Committee questions NHS about healthcare data to assist older people
25 February 2020
The House of Lords Science and Technology Committee continues its inquiry into Ageing: Science, Technology and Healthy Living, by asking senior NHS officials about the use of data to plan health services for older people.
- Parliament TV: Ageing: Science, Technology and Healthy Living
- Inquiry: Ageing: Science, Technology and Healthy Living
- Science and Technology Committee
Purpose of sessions
The inquiry has heard about the importance of healthcare data for a range of purposes, including diagnosing illnesses, providing tailored care to patients, and conducting medical research. The Committee will ask the Head of NHSX and officials from NHS Digital how the NHS uses the vast amount of data that it gathers, in order to plan healthcare services. The Committee will also hear from the National Data Guardian about the safeguards that govern the use of this patient data.
The Committee will then hear from academics about how they access data for research studies, and from representatives of the data industry about the benefits and challenges of combining datasets from the public and private sectors.
Witnesses
Tuesday 25 February in Committee Room 2, Palace of Westminster
At 10.20am
- Dame Fiona Caldicott, National Data Guardian
- Matthew Gould, CEO, NHSX
- Chris Roebuck, Chief Statistician, NHS Digital
- Dr Jem Rashbass, Executive Director of Master Registries and Data, NHS Digital
At around 11.25am
- Charles Lowe, CEO, Digital Health and Care Alliance
- Professor Julian Peto, Professor of Epidemiology, London School of Hygiene and Tropical Medicine
- Dr Paola Zaninotto, Associate Professor in Medical Statistics, UCL
- Dr Jeni Tennison, CEO, Open Data Institute
Possible questions
- How is healthcare data currently used within the NHS, particularly for planning and designing services for an ageing population, and diagnosis and prevention of age-related diseases?

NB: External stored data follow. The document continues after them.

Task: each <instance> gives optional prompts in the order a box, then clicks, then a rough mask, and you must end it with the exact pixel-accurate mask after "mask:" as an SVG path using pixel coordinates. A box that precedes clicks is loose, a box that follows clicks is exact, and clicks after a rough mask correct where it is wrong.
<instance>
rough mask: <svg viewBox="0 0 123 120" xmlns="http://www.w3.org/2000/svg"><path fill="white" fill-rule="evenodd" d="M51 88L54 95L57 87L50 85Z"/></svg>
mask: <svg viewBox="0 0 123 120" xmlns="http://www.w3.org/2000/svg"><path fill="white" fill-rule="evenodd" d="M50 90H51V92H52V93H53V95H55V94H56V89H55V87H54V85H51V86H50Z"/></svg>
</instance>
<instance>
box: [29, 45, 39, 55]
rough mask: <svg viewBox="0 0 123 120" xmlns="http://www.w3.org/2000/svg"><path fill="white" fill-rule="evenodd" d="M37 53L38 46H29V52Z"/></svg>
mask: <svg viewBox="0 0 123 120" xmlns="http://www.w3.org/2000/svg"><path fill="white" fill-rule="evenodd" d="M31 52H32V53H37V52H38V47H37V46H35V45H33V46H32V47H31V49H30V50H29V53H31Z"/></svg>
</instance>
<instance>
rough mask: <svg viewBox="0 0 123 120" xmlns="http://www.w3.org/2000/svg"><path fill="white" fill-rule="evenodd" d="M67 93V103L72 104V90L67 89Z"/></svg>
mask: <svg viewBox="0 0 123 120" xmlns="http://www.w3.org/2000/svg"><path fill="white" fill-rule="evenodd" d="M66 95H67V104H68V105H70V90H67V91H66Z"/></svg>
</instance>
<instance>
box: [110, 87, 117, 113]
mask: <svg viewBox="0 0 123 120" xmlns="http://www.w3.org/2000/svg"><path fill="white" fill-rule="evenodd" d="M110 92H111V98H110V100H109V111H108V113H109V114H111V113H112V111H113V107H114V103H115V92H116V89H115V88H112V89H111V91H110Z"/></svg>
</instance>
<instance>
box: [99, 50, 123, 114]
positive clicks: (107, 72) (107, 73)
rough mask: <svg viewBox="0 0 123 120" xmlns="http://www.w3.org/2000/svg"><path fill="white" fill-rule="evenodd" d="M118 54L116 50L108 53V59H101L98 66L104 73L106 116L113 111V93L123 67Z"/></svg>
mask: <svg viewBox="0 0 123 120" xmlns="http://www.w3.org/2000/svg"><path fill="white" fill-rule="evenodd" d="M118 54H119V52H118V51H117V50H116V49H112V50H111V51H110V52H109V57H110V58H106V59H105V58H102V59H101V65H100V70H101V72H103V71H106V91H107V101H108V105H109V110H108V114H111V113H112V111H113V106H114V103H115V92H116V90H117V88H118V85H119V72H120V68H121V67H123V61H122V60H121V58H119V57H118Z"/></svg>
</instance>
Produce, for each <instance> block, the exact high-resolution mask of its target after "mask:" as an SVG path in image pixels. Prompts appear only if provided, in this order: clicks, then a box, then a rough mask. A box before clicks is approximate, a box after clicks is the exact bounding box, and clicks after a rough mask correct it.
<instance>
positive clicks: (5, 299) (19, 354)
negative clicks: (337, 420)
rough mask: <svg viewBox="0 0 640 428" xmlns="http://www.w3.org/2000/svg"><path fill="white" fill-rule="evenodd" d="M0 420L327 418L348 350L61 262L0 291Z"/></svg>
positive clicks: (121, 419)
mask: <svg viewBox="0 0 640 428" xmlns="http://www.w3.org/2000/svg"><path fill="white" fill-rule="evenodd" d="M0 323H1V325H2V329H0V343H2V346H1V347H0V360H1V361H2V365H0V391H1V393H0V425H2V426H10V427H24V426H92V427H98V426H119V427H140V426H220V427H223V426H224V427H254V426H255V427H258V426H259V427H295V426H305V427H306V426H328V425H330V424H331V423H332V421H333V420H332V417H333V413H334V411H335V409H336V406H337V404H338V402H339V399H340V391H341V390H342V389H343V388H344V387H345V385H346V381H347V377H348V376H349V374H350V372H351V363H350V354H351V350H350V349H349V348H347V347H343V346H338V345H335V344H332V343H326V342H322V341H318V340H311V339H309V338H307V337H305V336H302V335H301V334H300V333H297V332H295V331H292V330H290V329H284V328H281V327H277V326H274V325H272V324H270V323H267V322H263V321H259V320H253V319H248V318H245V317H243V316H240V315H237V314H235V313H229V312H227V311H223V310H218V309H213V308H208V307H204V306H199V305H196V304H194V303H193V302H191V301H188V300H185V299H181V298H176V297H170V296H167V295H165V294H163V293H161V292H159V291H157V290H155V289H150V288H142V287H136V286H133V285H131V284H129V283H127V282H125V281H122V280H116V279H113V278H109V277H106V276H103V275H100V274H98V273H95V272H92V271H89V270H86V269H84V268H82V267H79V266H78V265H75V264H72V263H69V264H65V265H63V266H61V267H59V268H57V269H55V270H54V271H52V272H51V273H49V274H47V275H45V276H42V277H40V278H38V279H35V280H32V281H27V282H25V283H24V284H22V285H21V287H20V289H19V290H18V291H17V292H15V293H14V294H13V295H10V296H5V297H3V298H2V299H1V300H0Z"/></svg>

- To what extent is healthcare data from the NHS shared outside the NHS, and what are the challenges associated with this?
- How much integration is there between health data collected by private organisations (e.g. data from medical monitoring devices and from commercial wearables) and data collected in the NHS?
- How much control do patients have over the use of their data?
- Is there a gap between expectations of what data could achieve, and what is possible in reality?